What is it like to be an ethical hacker?February 11, 2019
When a company or organization wants to know how vulnerable its networks are to a cyber-attack, how can it find out? One way is to call in a team of expert hackers who will set out to discover and exploit vulnerabilities – which can include anything from poorly secured firewalls to improperly trained employees.
In internet slang, these professionals are often known as “white hat hackers” or “ethical hackers.” Their job is to think and act just like a cyber adversary would – but for an altogether different purpose.
Depending on the client’s needs, they might conduct penetration testing or mount a red team assessment. Pen testers are frequently compared to pirates: they swoop in, identify vulnerabilities, and exploit them – in the process, demonstrating how an intrepid criminal could access everything from employee records to trade secrets.
A red team operation typically takes place over a longer period of time, simulating the efforts of a patient adversary with a specific set of objectives. The red team will not only look for technical vulnerabilities but also employ social engineering – for example, by posing as a site visitor in order to gain access to a facility and plant a device that will intercept network traffic. The exercise may also employ a blue team, whose job it is to protect the network and block the red team from achieving its goal.
Cybersecurity professionals pursuing a career as an ethical hacker typically describe it as challenging but also rewarding and fun. We asked Nathan Wray, an ethical hacker who teaches in Capitol Technology University’s cybersecurity program, to fill in some of the details.
Being an ethical hacker sounds exciting. What is it like in practice?
Wray:It is a very interesting career field; however, you do have to have the right mindset. It requires self-study and a lot of practice – so that you’ll have the skills and experience you need when you’re called to do an assessment or penetration test. Learning from others is also important. With the team I’m on, we’ll talk every day and share different tool sets.

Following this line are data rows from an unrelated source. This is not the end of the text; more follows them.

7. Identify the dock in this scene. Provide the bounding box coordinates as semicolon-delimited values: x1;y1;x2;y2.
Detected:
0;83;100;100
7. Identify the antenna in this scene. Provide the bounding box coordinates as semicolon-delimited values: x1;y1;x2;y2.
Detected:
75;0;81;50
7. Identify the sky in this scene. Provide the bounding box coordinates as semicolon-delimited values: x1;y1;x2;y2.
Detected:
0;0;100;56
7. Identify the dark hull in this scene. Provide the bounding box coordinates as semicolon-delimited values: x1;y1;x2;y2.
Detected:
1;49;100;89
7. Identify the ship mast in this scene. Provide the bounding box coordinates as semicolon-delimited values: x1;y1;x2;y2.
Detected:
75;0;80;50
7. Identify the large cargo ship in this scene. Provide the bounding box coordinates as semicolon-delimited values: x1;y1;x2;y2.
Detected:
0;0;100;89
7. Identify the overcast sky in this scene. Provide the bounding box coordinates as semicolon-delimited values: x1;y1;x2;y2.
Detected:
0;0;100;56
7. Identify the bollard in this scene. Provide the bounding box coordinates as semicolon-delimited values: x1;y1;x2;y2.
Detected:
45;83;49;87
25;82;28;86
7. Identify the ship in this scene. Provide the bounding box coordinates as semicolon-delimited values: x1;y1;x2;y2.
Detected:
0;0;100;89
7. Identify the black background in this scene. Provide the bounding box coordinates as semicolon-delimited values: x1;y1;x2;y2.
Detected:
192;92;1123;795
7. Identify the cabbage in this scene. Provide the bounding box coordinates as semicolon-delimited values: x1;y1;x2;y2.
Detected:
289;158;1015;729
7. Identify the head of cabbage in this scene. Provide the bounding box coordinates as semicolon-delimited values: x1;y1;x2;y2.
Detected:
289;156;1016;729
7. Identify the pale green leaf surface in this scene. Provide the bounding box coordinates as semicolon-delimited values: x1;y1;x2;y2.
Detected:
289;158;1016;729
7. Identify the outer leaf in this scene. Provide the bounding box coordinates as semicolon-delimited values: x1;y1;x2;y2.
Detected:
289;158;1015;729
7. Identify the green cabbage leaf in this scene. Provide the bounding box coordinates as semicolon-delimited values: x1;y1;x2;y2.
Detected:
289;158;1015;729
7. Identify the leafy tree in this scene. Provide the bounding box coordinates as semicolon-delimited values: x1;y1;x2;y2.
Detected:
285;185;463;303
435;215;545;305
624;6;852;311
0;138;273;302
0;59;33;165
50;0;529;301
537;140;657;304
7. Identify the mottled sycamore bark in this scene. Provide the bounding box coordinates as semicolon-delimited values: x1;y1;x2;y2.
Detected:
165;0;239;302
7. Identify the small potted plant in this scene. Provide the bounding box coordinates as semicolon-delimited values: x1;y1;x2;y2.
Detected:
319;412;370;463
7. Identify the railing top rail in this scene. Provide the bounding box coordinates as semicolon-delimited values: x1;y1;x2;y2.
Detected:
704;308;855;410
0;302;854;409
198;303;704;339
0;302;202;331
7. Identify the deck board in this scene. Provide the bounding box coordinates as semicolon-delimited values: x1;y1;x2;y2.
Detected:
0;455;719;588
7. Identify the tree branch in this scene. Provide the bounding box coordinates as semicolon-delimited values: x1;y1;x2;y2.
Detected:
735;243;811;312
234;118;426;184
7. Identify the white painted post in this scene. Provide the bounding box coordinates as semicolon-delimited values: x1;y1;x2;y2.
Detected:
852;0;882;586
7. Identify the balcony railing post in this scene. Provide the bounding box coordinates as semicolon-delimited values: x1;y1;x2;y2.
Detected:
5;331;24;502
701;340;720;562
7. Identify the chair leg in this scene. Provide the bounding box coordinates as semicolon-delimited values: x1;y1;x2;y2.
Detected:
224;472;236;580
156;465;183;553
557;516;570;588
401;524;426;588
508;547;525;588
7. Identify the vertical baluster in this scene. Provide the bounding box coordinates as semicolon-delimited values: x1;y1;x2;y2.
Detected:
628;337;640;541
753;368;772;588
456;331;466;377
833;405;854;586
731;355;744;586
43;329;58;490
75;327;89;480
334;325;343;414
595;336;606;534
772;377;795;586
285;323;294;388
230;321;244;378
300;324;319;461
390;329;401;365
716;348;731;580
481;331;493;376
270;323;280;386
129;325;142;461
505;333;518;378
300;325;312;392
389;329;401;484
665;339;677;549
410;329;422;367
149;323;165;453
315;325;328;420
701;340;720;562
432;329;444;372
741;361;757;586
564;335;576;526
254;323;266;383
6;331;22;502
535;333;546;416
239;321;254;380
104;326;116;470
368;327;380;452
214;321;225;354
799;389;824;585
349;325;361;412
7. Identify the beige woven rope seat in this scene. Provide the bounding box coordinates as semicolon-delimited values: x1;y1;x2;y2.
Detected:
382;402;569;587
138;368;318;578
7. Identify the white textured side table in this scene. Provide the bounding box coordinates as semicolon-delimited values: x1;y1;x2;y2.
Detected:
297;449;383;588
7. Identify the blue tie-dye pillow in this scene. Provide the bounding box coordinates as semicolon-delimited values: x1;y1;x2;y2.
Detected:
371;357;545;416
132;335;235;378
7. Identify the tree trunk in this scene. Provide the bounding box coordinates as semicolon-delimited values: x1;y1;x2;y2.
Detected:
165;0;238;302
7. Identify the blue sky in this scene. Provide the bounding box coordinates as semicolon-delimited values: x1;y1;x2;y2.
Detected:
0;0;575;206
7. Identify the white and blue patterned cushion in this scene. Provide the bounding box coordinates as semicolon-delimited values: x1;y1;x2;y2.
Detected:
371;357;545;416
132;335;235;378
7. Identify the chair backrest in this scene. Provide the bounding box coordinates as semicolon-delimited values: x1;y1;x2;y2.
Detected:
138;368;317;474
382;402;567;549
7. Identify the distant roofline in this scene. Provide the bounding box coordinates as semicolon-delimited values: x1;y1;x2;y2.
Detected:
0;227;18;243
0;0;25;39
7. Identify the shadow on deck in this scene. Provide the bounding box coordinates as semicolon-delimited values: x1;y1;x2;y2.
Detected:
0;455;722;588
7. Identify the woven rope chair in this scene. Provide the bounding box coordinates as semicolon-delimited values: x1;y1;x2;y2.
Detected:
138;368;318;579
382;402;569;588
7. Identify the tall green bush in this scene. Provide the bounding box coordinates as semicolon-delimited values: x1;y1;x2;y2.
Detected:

Being an ethical hacker requires determination, but it’s also rewarding. We’re ultimately helping others – in particular, the blue team that’s responsible for defending the network – become better, by showing how an adversary could move around in their system. At the same time, we’re also becoming better, and in the process helping other red teams in the community. If we’re working with a defense contractor, or with the DoD, then we’re also ultimately helping America.
What is the process for setting up a penetration test at an organization?
Wray:Typically, the customer organization will come to the ethical hackers and request an assessment. Ground rules will be set, determining what is and isn’t allowed. Once the scope of and the ground rules have been established, we’ll go to the customer location and perform the test.
In a red team assessment, what are some of the things the blue team may do?
Wray:They could be watching different sensors, monitoring network traffic, and trying to find us – or any other adversary that might be out there.
Who do ethical hackers work for? Are they self-employed or do they go to work for companies specializing in cybersecurity?
Wray:There are multiple options. Many ethical hackers are independent consultants, working on their own or with a small team. There are also companies that specialize in ethical hacking. In the Department of Defense (DoD) space, you’ll frequently encounter teams that include military personnel as well as contractors.
What’s a typical day in the life of an ethical hacker?
Wray:I spend a lot of my time doing research, honing my skills, and experimenting with different tools. When a new tool becomes available, I’ll want to practice with it in our test environment. Looking for new capabilities and toolsets, training, building new skill sets -- all of this helps you prepare for the next engagement.
What is the most challenging part of the job?
Wray:Sometimes you’ll find yourself up against a really good defender team that makes it hard to get into the network. When that happens, you’re forced to discover new techniques that will enable you to get around whatever they are doing to prevent you.
Astechnology continues to grow rapidly and as adversaries continue to find ways to circumvent security measures, it is important for ethical hackers to stay up to date/current. An ethical hacker must have the drive to want to be a lifelong learner - to want to learn and continue learning. I say this because it is far too easy to fall behind and become stagnant in the field. To be a better ethical hacker, a person must continue to grow, learn, and adapt. The goal is not only to understand the motivations behind the adversary but to be able to better emulate the adversary. By learning new techniques and staying current, an ethical hacker is better able to assist customers in improving their security posture and protecting the organization from future attacks.